Even large traditional tech companies are investing in drug development. Alphabet’s subsidiary DeepMind developed an AI platform, AlphaFold, that predicted protein 3D structures based upon genomic data; their prediction was better than over 90 other companies including Novartis, and Pfizer, in the 13th Critical Assessment of Structure Prediction. DeepMind’s success with AlphaFold is displaying how non-healthcare companies can also contribute to and improve the drug discovery and development pipeline. These investments are forming a clear vision that AI will play an important role in future drug discovery and development.
In this overview, we start with introducing key components of conventional oncology drug discovery, and associated shortfalls. Following this, fundamental AI concepts are introduced, alongside historical and modern advancements within AI and drug discovery and development. Lastly, the future potential and challenges of AI in oncology are introduced.
2. Conventional oncology drug discovery and development
The conventional drug discovery and development pipeline has five key components: target identification, lead discovery, preclinical development, clinical development, and regulatory approval (Figure 1). A drug discovery program initiates after researching the inhibition or activation of a protein or pathway and explaining the potential therapeutic effect. This leads to the selection of a biological target, often requiring extensive validation prior to the lead drug discovery phase. This phase involves the search for a viable drug-like small molecule or biological therapy, termed a development candidate. The drug candidate will progress into preclinical development, and if successful into clinical development.

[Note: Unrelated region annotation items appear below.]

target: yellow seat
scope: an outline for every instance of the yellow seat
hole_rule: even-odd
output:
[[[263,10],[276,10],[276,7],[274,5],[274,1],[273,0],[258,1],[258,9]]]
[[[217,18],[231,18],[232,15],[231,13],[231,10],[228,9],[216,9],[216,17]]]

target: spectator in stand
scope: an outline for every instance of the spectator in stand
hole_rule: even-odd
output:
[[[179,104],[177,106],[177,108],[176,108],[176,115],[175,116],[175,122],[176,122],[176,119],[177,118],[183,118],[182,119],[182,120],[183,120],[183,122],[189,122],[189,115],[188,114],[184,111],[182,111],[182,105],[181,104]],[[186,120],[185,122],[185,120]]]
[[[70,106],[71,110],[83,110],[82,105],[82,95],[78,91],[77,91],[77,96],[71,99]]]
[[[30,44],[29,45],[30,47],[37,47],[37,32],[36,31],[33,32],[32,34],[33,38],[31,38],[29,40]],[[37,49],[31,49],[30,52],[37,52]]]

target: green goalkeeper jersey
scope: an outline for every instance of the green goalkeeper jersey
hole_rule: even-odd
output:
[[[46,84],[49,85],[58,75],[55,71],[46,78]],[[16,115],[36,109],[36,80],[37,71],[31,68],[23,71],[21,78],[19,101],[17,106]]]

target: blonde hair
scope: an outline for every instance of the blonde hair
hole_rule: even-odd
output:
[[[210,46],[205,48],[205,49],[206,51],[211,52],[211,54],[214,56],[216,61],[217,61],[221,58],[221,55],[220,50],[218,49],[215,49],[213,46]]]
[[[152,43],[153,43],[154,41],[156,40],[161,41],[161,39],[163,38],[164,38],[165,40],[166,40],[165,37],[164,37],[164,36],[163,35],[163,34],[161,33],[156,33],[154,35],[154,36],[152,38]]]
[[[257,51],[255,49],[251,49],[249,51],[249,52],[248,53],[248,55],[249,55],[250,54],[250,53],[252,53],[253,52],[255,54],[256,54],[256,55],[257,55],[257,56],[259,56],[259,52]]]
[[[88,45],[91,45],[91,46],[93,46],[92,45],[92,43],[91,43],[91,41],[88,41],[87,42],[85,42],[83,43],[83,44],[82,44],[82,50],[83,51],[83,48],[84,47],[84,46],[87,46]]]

2.1 Drug discovery and development pipeline: target identification and validation
Biological target identification and validation is a fundamental step in drug discovery. A biological target is a broad term, used to describe a variety of entities including proteins, metabolites, and genes. A biological target must have a clear effect, meet clinical and therapeutic needs, as well as industry needs. Above all, a biological target must be ‘druggable’. The term ‘druggable’ refers to a target that can be bound by a small molecule or larger biologic and elicit a response.
2.1.1 Target identification
A variety of methods exist to identify biological targets. This includes gene expression, proteomics and genomics analysis, and phenotypic screening.
The analysis of mRNA/protein expression is often employed to elucidate expression to disease relationships if changes in expression levels are correlated with exacerbation or progression. At the genetic level, targets are identified by determining if there is an association between genetic polymorphism and disease occurrence or progression. For example, one of the most well-studied genetic-disease associations is that of N-acetyltransferase 2 (NAT2) with bladder and colon cancer. N-acetyltransferase 1 (NAT1) and NAT2 are precursors of enzymes that mediate the transformation of two types of carcinogens, aromatic and heterocyclic amines. The NAT2 rapid acetylator phenotype and the slowest NAT2 acetylator phenotype are associated with colon and bladder cancer respectively [9, 10].
Phenotypic screening is another method for target identification. This can take a variety of forms. Generally, compounds are screened in cellular or animal disease models to identify a compound that leads to the desired change in phenotype. Kurosawa and colleagues  screened for overexpressed carcinoma antigens by isolating human monoclonal antibodies that bind to the surface of tumour cells. In this study, clones were screened with immunostaining. Clones that displayed strong staining with the malignant cells were selected. Subsequently, 21 distinct antigens were derived via mass spectroscopy. Several immunotherapies may be capable of binding to these 21 antigen targets, possibly leading to a new clinical therapy.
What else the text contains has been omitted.